Euclid preparation: XXVI. ​The Euclid Morphology Challenge - Towards structural parameters for billions of galaxies

In this paper, we have created and anaysed the Euclid Morphology Challenge, to help the Euclid Consortium in chosing the best software package for the galaxy catalogue production. In this challenge, we asked five galaxy fitting experts to tun their software (DeepLeGATo, Morfometryka, SourceXtractor++, Galapagos-2, and Profit) on a common dataset that we have simulated. They had to predict the Sérsic parameters (flux, half-light radius, Sérsic index and ellipticity) for four different type of images: singe Sérsic, double Sérsic and more realistic simulations (produced by a FVAE, see below). We analysed this complex dataset thanks to three metrics, namely the bias, the dispersion and the outlier fraction. We found a lot of interesting features and comparison, and I describe some of them below.

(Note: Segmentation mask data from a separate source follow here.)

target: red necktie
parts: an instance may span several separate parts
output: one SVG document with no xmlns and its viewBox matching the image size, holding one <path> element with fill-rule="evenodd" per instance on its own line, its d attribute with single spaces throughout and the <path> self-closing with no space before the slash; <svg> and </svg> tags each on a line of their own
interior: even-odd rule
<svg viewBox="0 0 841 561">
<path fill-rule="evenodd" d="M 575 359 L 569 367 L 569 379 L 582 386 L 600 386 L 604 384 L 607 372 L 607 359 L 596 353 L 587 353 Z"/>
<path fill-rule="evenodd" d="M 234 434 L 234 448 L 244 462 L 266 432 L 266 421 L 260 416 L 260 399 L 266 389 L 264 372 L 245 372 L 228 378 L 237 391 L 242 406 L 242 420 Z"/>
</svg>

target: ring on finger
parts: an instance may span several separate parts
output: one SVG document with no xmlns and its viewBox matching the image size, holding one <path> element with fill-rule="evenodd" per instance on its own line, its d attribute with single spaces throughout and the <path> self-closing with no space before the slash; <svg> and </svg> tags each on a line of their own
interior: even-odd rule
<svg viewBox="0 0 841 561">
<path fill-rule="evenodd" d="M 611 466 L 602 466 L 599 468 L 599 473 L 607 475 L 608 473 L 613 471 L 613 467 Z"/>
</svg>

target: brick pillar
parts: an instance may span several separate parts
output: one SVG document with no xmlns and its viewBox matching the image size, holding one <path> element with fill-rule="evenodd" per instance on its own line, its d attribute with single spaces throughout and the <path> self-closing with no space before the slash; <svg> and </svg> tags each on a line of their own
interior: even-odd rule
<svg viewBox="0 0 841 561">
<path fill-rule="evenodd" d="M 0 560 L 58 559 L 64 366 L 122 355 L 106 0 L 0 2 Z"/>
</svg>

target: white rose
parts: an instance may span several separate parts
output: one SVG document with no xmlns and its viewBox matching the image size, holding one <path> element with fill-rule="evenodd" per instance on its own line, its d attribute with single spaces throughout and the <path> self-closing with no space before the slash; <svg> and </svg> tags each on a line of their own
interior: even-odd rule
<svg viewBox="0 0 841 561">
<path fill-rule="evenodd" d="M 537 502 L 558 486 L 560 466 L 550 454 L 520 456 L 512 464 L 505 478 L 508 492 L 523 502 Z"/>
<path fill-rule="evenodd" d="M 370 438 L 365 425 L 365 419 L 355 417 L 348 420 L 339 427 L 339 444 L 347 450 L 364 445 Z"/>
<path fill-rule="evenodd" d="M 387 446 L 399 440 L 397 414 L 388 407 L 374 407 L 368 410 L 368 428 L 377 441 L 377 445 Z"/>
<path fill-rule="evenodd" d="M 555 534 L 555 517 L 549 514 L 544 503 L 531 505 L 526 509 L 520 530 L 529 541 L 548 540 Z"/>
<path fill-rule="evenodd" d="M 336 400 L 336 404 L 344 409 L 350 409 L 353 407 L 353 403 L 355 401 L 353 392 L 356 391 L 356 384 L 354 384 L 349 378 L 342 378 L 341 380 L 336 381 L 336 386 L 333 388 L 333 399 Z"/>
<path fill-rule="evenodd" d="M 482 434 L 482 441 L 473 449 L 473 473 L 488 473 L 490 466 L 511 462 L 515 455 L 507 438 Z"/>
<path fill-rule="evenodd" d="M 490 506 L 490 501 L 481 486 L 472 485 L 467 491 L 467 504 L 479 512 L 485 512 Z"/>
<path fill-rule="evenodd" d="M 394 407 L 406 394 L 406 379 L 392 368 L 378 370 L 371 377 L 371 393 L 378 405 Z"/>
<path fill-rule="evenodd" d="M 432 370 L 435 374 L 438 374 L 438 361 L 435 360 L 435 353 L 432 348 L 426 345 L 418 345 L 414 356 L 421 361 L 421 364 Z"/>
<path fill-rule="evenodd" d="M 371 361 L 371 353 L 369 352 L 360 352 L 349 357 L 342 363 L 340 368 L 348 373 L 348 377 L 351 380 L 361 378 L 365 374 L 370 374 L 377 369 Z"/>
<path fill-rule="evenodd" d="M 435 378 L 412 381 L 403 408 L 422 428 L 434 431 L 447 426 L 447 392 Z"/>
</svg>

We first show that most of the codes achieve no major bias and a dispersion below 10% for all single Sérsic parameters. Nevertheless, we identified and anaysed specific behaviours for the dofferent softwares. For example, DeepLeGATo perfoms better for faint objects than bright ones! One could try to use it for faint objets while user ine of the other for bright objects.

Euclid preparation: XIII. Forecasts for galaxy morphology ​with the Euclid Survey using Deep Generative Models

In this paper, we simulate realistic galaxies with a Deep Learning model called Flow Variational AutoEncoder (FVAE). The galaxies are learn from real space images, by the Hubble Space Telescope. In addition to the realsitic morphologies learn by the VAE, we also have a good control of the parameters (size, ellipticity and sersic index) thanks to a trained regressive Flow. We used our simulation to forecast the number of interesting galaxies for galaxy science that Euclid will be able to resove. We also created a benchmark to evaluate the relative speed of our model compared to classical simulations.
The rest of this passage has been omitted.